Market Failures & Incentives
- Market failures occur when free markets do not allocate resources efficiently or fairly.
- Individual incentives can conflict with collective interests, leading to suboptimal outcomes.
- The free rider problem arises when individuals benefit without contributing, reducing the provision of essential services.
Public Goods
- Public goods have two key features: non-exclusion (cannot prevent non-payers from using) and non-rivalry (one person's use does not diminish others').
- Examples include national defense, fire protection, and public parks.
- Government often funds public goods through taxes as private markets may underprovide them.
Tragedy of the Commons
- The Tragedy of the Commons describes overuse and depletion of shared resources due to individual incentives.
- Examples: overfishing, deforestation, and depletion of animal populations.
- Environmental economics focuses on addressing these issues.
Externalities
- Externalities are costs or benefits affecting third parties outside a transaction.
- Negative externalities (e.g., pollution) harm others; positive externalities (e.g., education) benefit society.
- Markets often overlook externalities, resulting in overproduction or underproduction of certain goods.
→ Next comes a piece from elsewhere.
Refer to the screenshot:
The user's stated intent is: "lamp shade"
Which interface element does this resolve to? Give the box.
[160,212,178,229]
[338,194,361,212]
Government Solutions: Regulation & Market-Based Policies
- Regulatory policies set rules or bans to limit negative externalities or promote positive ones (e.g., pollution limits, compulsory education).
- Market-based policies use taxes (to reduce negatives) or subsidies (to encourage positives) to influence behavior.
- Taxes on cigarettes and carbon emissions help internalize external costs.
Cap and Trade & Global Challenges
- Cap and trade systems limit total pollution by issuing permits that can be traded among companies.
- Successful examples include programs reducing acid rain in the US.
- Global issues like climate change require international cooperation, as countries have incentives to pollute for economic gain.
Key Terms & Definitions
- Market Failure — when free markets do not efficiently allocate resources.
- Free Rider Problem — individuals who benefit from resources without paying.
- Public Good — a good that is non-excludable and non-rivalrous.
- Tragedy of the Commons — overuse of shared resources due to individual incentives.
- Externality — a side effect of an action that impacts others (positive or negative).
- Regulatory Policy — government rules to directly control behaviors.
- Market-Based Policy — use of economic incentives to alter market outcomes.
- Cap and Trade — a system where pollution permits are allocated and can be traded.
Action Items / Next Steps
- Review definitions and examples of public goods, externalities, and the Tragedy of the Commons.
- Prepare for discussion on government intervention methods and effectiveness.
- (If assigned) Read additional materials on environmental economics and cap and trade systems.